Cloud Update from EarthScope - April 2024

22 views

Skip to first unread message

Scott Johnson

unread,

Apr 11, 2024, 1:19:02 PM4/11/24

to EarthScope General

Cloud Update

With computational notebooks, code can tell a story

As we build out cloud data systems, we want to help novices leverage them along with pros. One of EarthScope’s initial interfaces to help investigators explore cloud computing with NSF SAGE/GAGE data will be an interactive notebook computing platform. So if you aren’t yet familiar with notebooks, here’s a primer on what they are—and why many in science find them useful.

What’s a notebook?

Notebooks are an alternative way to write and run code that looks more like embedding code in an interactive document. The concept can be implemented in different forms (see our Javascript data access notebooks, for example), but we’ll focus here on Jupyter notebooks.

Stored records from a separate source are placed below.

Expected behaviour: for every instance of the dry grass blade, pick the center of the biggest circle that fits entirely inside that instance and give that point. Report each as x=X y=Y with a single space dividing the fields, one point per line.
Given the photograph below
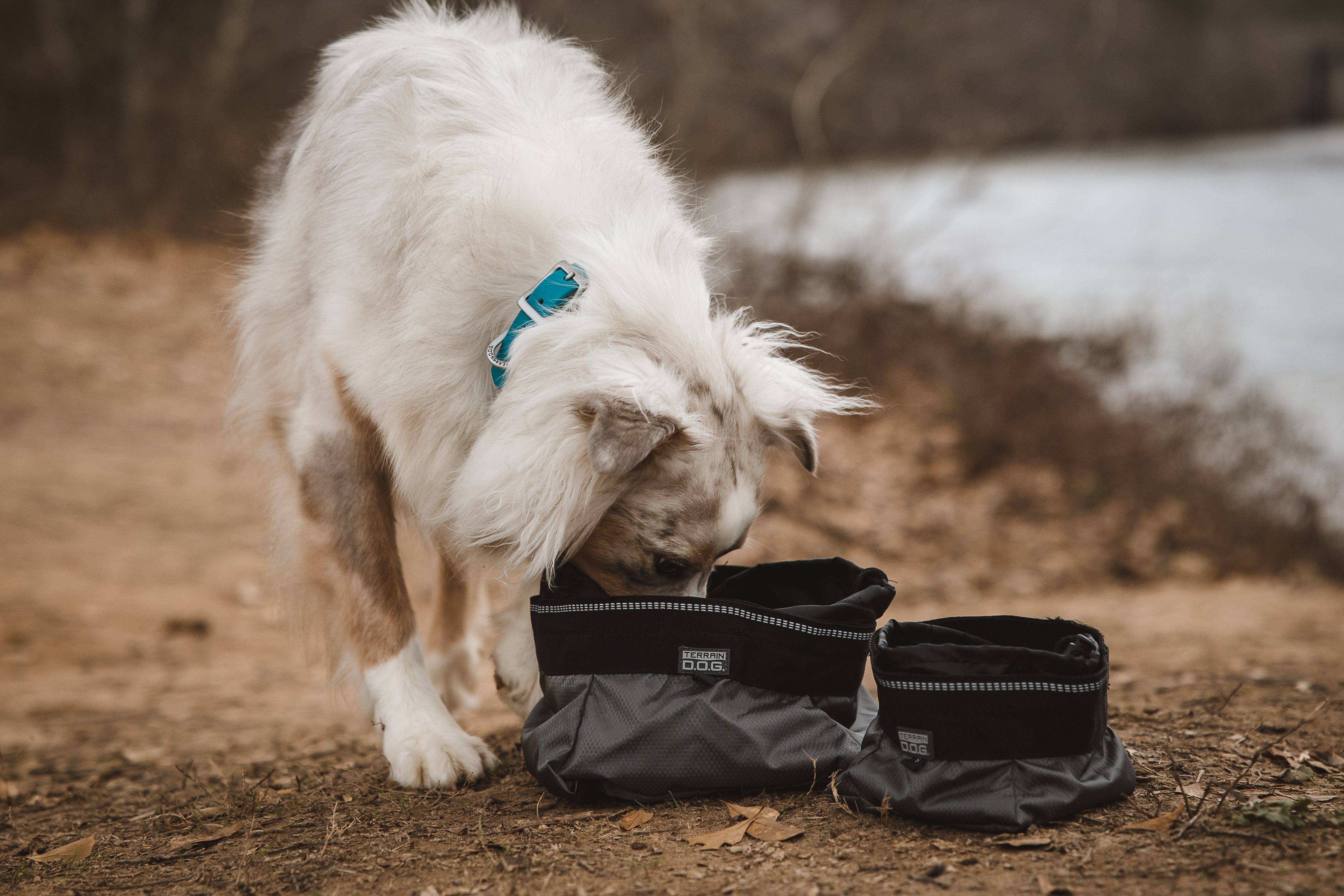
x=1027 y=843
x=635 y=819
x=214 y=833
x=1180 y=788
x=70 y=852
x=1160 y=823
x=743 y=812
x=835 y=794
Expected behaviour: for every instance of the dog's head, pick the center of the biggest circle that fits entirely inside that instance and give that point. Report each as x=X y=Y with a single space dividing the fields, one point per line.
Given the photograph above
x=638 y=467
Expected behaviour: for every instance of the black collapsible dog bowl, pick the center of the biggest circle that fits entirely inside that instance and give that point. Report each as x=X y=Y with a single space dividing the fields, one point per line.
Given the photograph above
x=648 y=698
x=990 y=723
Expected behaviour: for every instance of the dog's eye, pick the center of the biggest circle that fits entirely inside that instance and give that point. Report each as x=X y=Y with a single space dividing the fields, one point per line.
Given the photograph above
x=670 y=566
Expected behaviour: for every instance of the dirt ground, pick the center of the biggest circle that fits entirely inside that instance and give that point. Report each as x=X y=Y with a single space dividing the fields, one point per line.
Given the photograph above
x=150 y=694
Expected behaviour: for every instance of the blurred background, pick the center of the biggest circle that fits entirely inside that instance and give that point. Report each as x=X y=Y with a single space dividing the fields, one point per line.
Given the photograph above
x=1089 y=254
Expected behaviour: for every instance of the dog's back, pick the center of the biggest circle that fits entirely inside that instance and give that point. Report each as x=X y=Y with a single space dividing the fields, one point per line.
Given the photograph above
x=439 y=170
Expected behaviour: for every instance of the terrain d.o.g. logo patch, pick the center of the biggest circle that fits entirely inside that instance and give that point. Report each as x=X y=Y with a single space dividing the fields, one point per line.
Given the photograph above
x=703 y=661
x=916 y=743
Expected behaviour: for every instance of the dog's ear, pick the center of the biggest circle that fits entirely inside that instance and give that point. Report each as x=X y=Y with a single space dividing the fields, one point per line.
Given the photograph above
x=801 y=438
x=621 y=434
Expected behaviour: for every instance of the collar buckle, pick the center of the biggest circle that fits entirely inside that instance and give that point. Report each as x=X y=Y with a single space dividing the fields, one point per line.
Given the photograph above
x=552 y=293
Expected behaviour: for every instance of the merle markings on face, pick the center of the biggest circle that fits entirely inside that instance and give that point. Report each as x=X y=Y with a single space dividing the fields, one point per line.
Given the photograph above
x=690 y=500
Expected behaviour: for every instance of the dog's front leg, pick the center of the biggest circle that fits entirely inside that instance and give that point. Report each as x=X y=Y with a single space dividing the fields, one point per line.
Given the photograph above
x=347 y=511
x=516 y=676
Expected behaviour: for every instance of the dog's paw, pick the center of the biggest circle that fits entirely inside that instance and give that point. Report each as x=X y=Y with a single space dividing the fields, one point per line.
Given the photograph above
x=435 y=753
x=453 y=675
x=519 y=698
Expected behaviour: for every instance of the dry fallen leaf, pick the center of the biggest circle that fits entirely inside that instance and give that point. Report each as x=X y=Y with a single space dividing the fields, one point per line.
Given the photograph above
x=1050 y=890
x=729 y=836
x=635 y=819
x=209 y=836
x=1027 y=843
x=772 y=831
x=1195 y=790
x=1162 y=823
x=767 y=825
x=70 y=852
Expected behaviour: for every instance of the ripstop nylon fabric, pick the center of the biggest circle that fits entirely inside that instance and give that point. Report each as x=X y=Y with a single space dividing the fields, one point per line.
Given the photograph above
x=780 y=705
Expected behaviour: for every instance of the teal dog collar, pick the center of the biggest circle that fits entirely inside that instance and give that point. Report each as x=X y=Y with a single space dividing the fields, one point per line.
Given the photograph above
x=553 y=293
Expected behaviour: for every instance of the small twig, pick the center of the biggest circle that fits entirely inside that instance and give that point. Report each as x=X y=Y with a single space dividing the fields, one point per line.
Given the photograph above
x=1263 y=750
x=814 y=774
x=1180 y=788
x=194 y=780
x=1246 y=836
x=1227 y=700
x=835 y=793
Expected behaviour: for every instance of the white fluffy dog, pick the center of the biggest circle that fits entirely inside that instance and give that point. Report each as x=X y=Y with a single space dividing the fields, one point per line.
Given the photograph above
x=440 y=168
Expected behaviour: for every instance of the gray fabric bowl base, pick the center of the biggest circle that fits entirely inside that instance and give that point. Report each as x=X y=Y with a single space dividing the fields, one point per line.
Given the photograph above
x=1000 y=796
x=654 y=737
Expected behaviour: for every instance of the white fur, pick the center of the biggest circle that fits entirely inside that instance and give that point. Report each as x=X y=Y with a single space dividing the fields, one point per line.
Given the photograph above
x=439 y=170
x=424 y=745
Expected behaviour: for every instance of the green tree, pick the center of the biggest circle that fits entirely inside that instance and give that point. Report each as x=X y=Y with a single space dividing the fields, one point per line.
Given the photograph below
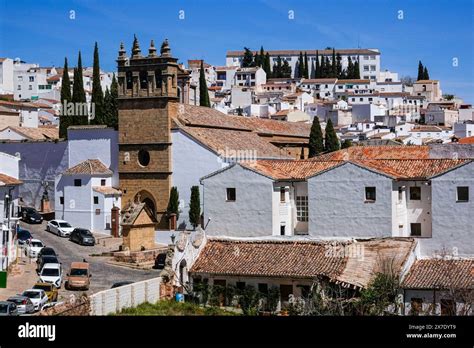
x=173 y=203
x=203 y=93
x=97 y=98
x=306 y=67
x=247 y=61
x=331 y=143
x=346 y=144
x=420 y=71
x=267 y=66
x=315 y=145
x=426 y=75
x=64 y=118
x=195 y=207
x=333 y=64
x=317 y=68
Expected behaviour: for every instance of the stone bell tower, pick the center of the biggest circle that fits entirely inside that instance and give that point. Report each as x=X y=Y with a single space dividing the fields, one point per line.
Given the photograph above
x=148 y=99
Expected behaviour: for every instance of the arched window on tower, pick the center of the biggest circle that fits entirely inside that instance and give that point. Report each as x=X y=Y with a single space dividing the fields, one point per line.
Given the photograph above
x=129 y=80
x=158 y=78
x=143 y=80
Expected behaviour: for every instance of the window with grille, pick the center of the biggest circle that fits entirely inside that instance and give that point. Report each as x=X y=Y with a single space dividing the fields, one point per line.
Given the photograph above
x=302 y=208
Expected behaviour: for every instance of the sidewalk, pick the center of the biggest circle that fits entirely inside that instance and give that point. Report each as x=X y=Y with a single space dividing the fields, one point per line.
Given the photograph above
x=22 y=277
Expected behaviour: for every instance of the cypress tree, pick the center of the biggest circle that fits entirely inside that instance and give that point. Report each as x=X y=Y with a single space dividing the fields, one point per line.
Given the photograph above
x=97 y=95
x=113 y=112
x=306 y=67
x=203 y=93
x=317 y=71
x=322 y=68
x=64 y=119
x=338 y=66
x=247 y=61
x=267 y=66
x=195 y=207
x=315 y=145
x=79 y=95
x=173 y=203
x=420 y=71
x=426 y=75
x=356 y=70
x=331 y=143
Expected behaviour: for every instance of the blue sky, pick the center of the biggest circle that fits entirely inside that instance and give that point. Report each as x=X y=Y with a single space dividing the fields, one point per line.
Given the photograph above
x=434 y=32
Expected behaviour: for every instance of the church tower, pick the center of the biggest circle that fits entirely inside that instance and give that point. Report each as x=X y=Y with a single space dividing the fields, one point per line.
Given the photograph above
x=148 y=99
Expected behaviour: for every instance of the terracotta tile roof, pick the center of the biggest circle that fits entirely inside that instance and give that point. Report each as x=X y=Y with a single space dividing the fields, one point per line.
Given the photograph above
x=7 y=180
x=267 y=258
x=422 y=169
x=89 y=167
x=440 y=273
x=197 y=116
x=347 y=51
x=351 y=263
x=107 y=190
x=353 y=82
x=222 y=141
x=467 y=140
x=32 y=133
x=377 y=152
x=289 y=169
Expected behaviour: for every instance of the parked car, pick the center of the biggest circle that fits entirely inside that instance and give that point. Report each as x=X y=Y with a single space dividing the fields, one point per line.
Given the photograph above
x=30 y=215
x=23 y=235
x=8 y=308
x=52 y=273
x=82 y=237
x=37 y=296
x=122 y=283
x=47 y=251
x=60 y=227
x=78 y=277
x=50 y=290
x=23 y=304
x=33 y=247
x=160 y=261
x=44 y=259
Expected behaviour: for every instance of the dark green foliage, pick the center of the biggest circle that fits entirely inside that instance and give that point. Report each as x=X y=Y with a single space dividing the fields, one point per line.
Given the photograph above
x=195 y=207
x=173 y=203
x=64 y=119
x=248 y=61
x=97 y=98
x=203 y=92
x=331 y=142
x=315 y=145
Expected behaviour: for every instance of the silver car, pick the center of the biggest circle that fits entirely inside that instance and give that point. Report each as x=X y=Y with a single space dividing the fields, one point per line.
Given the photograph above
x=23 y=304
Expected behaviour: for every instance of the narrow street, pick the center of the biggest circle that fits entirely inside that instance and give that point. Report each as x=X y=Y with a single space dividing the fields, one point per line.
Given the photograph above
x=103 y=274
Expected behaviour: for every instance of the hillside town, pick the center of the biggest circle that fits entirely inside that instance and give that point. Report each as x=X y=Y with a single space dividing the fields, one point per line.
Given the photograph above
x=282 y=182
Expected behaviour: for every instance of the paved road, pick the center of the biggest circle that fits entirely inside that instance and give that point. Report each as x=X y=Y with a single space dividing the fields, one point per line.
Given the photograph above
x=103 y=274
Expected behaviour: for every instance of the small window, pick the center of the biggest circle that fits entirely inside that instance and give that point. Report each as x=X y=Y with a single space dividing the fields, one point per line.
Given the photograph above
x=463 y=193
x=370 y=194
x=415 y=229
x=416 y=306
x=282 y=194
x=231 y=194
x=415 y=193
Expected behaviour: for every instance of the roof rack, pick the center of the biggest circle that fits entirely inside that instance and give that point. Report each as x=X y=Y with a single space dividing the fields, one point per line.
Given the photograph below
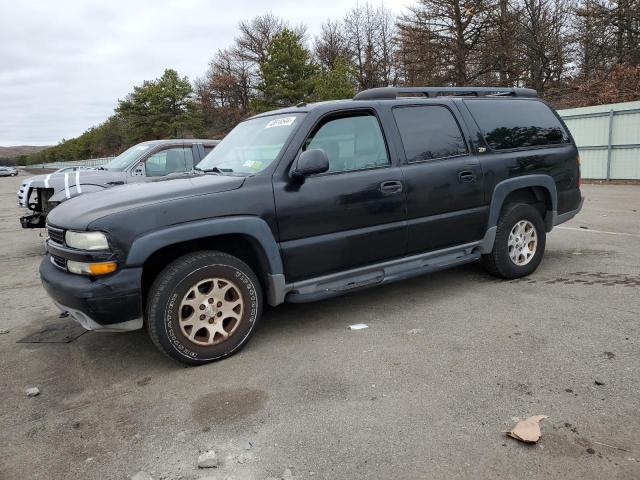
x=391 y=93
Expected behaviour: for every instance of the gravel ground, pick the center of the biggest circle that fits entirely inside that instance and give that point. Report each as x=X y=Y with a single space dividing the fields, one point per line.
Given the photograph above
x=449 y=362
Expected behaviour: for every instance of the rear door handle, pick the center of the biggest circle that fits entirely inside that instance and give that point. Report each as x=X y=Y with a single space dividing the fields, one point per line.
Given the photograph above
x=466 y=176
x=391 y=187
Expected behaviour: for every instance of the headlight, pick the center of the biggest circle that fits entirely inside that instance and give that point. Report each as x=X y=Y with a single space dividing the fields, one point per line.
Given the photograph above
x=95 y=269
x=87 y=240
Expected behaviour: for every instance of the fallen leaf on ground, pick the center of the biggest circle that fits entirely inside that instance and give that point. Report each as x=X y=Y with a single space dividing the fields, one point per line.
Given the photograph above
x=358 y=326
x=527 y=430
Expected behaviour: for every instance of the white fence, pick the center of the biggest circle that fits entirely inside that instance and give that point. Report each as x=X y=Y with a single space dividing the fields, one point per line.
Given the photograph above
x=608 y=139
x=92 y=162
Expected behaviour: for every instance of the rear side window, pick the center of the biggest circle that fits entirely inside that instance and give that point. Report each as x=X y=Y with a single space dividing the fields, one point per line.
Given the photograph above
x=508 y=124
x=429 y=132
x=352 y=142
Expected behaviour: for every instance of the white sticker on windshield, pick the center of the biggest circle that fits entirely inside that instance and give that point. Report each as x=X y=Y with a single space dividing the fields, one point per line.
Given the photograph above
x=281 y=122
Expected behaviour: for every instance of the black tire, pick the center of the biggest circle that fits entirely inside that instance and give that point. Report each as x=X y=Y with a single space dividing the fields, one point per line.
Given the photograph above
x=180 y=278
x=498 y=262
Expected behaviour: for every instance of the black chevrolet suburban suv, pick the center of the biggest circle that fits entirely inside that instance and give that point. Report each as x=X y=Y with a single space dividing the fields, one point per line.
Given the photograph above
x=313 y=201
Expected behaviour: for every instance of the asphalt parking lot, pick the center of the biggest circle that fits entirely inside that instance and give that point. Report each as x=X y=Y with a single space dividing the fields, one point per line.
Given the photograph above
x=449 y=362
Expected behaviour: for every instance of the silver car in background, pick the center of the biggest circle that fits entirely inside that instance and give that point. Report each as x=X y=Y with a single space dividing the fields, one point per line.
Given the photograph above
x=145 y=162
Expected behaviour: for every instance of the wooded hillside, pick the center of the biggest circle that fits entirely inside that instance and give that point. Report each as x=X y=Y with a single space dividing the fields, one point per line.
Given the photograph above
x=575 y=53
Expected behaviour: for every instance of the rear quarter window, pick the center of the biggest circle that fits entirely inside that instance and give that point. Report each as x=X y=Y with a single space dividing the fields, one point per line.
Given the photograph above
x=429 y=132
x=509 y=124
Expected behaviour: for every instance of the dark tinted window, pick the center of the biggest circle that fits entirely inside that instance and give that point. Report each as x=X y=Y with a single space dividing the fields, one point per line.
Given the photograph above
x=517 y=124
x=429 y=132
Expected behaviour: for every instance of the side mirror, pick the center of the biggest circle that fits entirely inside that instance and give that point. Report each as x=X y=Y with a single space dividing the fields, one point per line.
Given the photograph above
x=311 y=162
x=138 y=171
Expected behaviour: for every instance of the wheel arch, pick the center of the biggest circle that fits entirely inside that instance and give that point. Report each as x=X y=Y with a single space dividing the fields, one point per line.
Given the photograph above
x=540 y=188
x=247 y=238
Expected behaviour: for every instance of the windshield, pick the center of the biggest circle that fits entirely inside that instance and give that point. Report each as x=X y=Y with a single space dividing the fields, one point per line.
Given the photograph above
x=126 y=158
x=252 y=146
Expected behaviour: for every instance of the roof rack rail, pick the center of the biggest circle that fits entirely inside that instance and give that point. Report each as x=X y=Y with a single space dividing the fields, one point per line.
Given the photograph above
x=391 y=93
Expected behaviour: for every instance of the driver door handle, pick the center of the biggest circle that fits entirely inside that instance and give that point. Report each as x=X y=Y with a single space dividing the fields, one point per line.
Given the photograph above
x=466 y=176
x=391 y=187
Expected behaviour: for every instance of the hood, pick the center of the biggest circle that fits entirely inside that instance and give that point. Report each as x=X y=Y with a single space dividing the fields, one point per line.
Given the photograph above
x=77 y=213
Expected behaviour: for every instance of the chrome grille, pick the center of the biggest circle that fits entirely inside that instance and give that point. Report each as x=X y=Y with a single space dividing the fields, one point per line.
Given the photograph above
x=55 y=235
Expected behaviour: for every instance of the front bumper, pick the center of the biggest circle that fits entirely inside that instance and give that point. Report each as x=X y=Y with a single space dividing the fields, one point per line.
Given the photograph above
x=110 y=303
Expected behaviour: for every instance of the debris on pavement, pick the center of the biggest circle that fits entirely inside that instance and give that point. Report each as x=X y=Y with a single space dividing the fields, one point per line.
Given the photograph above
x=358 y=326
x=527 y=430
x=287 y=475
x=142 y=475
x=611 y=446
x=32 y=392
x=208 y=459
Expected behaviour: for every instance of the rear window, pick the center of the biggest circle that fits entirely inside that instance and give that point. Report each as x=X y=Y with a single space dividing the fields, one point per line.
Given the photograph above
x=508 y=124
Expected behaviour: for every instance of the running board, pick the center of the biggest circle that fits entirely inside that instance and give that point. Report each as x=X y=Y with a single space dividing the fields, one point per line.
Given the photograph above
x=340 y=283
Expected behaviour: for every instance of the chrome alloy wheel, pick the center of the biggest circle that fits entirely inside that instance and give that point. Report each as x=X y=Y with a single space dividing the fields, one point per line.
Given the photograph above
x=523 y=242
x=211 y=311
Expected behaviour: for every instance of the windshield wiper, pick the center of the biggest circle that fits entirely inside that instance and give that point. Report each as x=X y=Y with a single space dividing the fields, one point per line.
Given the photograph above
x=219 y=171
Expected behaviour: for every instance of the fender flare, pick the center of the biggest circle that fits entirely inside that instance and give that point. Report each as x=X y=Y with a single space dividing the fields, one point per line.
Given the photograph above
x=500 y=193
x=144 y=246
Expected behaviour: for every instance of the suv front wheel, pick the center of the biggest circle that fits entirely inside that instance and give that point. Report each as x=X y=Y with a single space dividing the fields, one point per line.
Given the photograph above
x=519 y=244
x=203 y=307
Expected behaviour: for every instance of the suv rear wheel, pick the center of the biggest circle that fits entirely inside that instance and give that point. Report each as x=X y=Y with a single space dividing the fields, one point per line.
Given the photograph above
x=203 y=307
x=519 y=244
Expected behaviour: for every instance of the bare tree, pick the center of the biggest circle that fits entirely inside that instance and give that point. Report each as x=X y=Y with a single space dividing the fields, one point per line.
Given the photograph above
x=330 y=45
x=456 y=33
x=369 y=32
x=545 y=40
x=225 y=91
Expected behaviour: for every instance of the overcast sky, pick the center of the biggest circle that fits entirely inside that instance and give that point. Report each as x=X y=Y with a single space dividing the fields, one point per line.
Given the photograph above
x=65 y=63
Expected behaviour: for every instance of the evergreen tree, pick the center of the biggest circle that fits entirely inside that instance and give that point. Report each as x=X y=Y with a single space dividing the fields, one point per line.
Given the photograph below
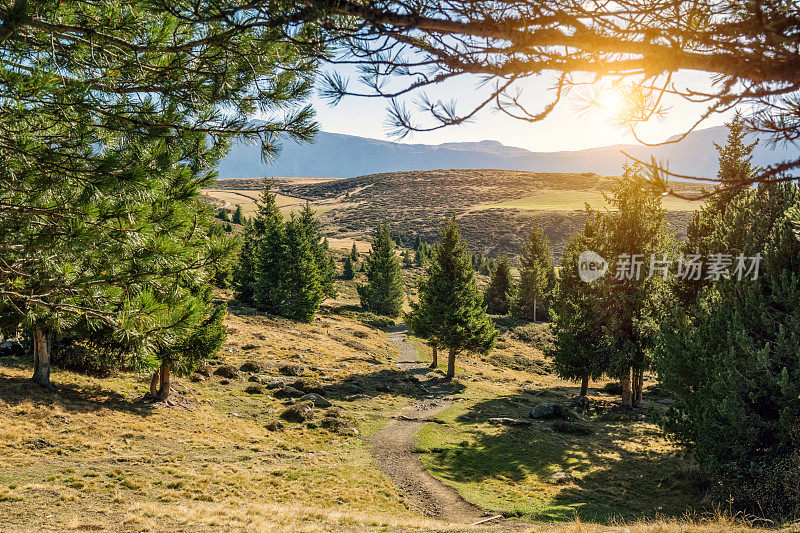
x=579 y=309
x=348 y=272
x=320 y=249
x=537 y=278
x=383 y=292
x=238 y=216
x=500 y=292
x=450 y=308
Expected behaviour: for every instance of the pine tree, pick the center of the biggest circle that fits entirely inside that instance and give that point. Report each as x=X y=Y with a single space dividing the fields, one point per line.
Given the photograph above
x=500 y=292
x=348 y=272
x=537 y=278
x=238 y=216
x=579 y=310
x=450 y=308
x=383 y=292
x=284 y=266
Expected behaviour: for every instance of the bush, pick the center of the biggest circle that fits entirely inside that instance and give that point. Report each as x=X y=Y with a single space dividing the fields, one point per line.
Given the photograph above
x=539 y=334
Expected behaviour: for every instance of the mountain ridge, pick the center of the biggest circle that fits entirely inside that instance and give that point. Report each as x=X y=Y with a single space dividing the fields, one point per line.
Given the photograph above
x=338 y=155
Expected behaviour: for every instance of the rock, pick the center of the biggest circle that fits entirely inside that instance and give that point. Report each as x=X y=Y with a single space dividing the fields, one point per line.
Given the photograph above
x=227 y=371
x=250 y=366
x=291 y=370
x=275 y=425
x=561 y=477
x=505 y=421
x=577 y=402
x=310 y=386
x=316 y=399
x=354 y=397
x=300 y=412
x=11 y=348
x=549 y=411
x=288 y=392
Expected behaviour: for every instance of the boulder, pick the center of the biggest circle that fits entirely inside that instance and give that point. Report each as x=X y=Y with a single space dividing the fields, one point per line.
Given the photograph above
x=250 y=366
x=316 y=399
x=291 y=370
x=299 y=412
x=227 y=371
x=288 y=392
x=549 y=411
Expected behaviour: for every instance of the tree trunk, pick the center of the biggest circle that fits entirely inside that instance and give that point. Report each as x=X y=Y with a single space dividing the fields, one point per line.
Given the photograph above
x=626 y=388
x=638 y=383
x=42 y=348
x=451 y=364
x=159 y=384
x=435 y=362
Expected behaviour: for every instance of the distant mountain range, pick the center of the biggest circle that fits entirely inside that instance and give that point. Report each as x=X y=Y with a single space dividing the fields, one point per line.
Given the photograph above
x=339 y=156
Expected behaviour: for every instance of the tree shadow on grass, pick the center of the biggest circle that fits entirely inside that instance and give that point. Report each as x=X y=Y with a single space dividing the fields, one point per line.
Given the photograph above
x=85 y=399
x=615 y=473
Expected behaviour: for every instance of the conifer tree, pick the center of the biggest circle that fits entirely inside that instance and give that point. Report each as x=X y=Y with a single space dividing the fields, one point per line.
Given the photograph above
x=450 y=308
x=238 y=216
x=634 y=301
x=348 y=272
x=500 y=292
x=383 y=292
x=320 y=249
x=113 y=117
x=537 y=278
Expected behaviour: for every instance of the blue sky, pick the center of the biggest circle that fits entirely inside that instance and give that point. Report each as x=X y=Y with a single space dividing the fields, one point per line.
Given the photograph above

These notebooks can run code in a number of languages, like Python, R, or Julia, for some examples. The kernel process that executes code can run on your local machine, but it can also run on a server, allowing users to operate the notebook with nothing but a web browser.

Sections (or “cells”) of a notebook can contain code or they can contain formatted text and other media content. This allows a notebook to contain rich directions, context, explanation, documentation, or anything else useful that you can think of. Notebooks can be much more user friendly and flexible than a script because of this ability to add “narrative” to your software tools.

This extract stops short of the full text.